For 2D array, there are two types of accessing two-dimensional array, please
keep this in mind, this will speed up your code considerably.
Row major, cache-friendly, use this method to access all items in
array sequentially.
for (i=0; i<numRow; i++) // ROW FIRST = EFFECTIVE
for (j=0; j<numCol; j++)
array[i][j] = 0;
Column major, NOT cache-friendly, DO NOT use this method or
you'll get very poor performance. Why? you will learn this in Computer Architecture
course. For now, just take note that computer access array data in row major.
for (j=0; j<numCol; j++) // COLUMN FIRST = INEFFECTIVE
for (i=0; i<numRow; i++)
array[i][j] = 0;
Vector Trick - A resizable array
Static array has a drawback when the size of input is not known beforehand.
If that is the case, you may want to consider vector, a resizable array.
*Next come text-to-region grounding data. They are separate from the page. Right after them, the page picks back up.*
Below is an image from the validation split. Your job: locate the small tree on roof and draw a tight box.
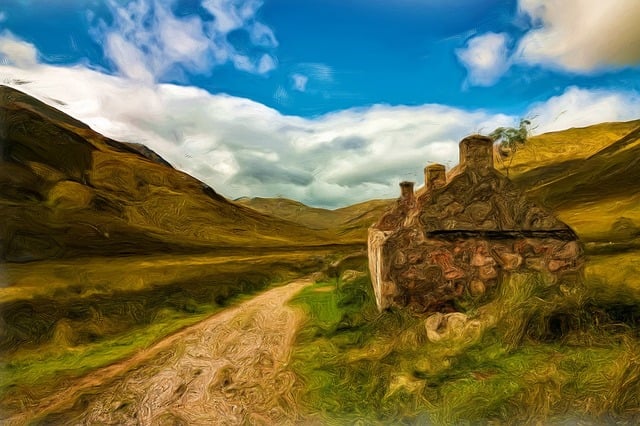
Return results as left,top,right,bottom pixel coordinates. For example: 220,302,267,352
489,118,531,177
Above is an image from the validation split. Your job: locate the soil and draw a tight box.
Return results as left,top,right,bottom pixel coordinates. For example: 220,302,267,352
7,279,311,425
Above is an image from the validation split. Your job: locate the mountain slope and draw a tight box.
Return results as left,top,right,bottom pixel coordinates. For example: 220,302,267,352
0,86,327,261
502,120,640,241
236,197,392,242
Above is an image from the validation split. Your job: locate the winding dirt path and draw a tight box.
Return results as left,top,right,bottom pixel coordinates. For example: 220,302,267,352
9,279,311,425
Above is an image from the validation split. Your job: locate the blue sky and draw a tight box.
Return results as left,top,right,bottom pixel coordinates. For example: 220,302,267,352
0,0,640,207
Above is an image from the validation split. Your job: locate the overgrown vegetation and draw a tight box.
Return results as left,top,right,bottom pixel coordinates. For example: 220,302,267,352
0,251,328,411
293,253,640,424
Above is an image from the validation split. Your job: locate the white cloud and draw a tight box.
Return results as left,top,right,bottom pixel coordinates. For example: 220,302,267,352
0,38,640,207
516,0,640,73
291,73,309,92
0,30,38,68
93,0,278,83
456,33,510,86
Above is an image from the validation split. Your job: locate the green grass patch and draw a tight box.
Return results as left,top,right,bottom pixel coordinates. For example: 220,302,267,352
292,255,640,424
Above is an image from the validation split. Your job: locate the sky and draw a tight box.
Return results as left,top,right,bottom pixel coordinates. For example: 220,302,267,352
0,0,640,208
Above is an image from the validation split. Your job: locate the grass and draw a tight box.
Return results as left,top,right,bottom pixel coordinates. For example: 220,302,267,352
292,253,640,424
0,246,340,411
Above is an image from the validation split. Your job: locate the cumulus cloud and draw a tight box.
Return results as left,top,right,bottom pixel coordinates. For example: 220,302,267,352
456,33,510,86
94,0,278,83
516,0,640,73
0,30,38,68
0,38,640,207
291,73,309,92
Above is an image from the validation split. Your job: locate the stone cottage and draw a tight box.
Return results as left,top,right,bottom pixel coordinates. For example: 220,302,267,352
368,135,583,312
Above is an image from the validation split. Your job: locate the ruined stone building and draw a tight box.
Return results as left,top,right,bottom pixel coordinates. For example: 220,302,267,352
368,135,582,312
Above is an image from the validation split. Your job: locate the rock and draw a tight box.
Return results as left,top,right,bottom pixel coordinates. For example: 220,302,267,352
469,280,487,297
340,269,367,283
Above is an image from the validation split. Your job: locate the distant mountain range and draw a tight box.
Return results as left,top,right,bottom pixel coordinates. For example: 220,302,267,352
0,86,640,261
0,86,333,261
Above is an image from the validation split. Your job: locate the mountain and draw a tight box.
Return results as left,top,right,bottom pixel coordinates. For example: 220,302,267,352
0,86,330,261
500,120,640,241
246,120,640,246
236,197,392,242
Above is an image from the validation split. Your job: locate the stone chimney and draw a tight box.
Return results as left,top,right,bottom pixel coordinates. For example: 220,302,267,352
460,135,493,170
400,181,414,203
424,164,447,191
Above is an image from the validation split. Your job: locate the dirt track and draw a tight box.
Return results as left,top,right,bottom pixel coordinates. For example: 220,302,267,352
9,280,311,425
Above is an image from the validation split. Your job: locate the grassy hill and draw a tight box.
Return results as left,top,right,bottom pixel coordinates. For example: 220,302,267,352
236,120,640,246
0,86,336,261
236,198,392,242
497,120,640,241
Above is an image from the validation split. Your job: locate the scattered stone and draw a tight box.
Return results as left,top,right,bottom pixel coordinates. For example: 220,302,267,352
368,135,583,312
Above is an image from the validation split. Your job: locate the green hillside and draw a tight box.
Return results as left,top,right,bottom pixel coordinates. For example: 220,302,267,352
236,198,392,242
500,121,640,241
0,86,336,261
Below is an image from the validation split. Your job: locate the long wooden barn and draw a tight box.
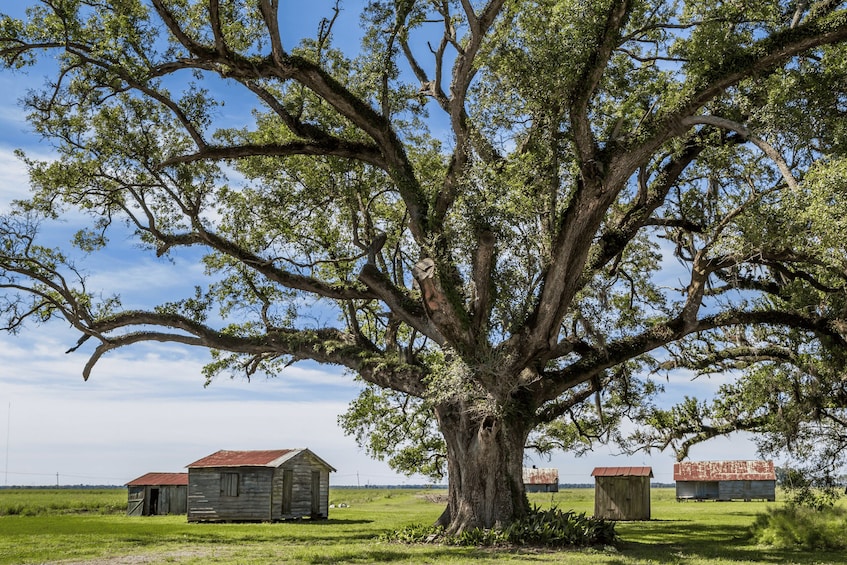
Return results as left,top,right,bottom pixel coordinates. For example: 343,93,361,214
591,467,653,520
126,473,188,516
673,461,776,501
188,449,335,522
This is how you can create a virtually resizable array - an array that grows
and shrinks as the program executes, by using an allocate and copy strategy
with fixed-size array. If the array that you are currently using in the
program reaches its capacity, you allocate a larger array and copy the references
stored in the original array to the larger array.
Example (JAVA):
// we resize the capacity, in this example, we doubles it.
capacity *= 2;
// reallocate new array
int [] newArray = new int[capacity];
// copy everything to the new array
for (int i=0; i<myArray.length; i++) newArray[i] = myArray[i];
// Change the reference from the original array to the new array
myArray = newArray;
This resizing thing is slow, I mean very slow... Therefore I don't recommend
you to use vector for a time critical programs. There are other data structures
which offer much more efficient resizing capability such as Linked List,
etc.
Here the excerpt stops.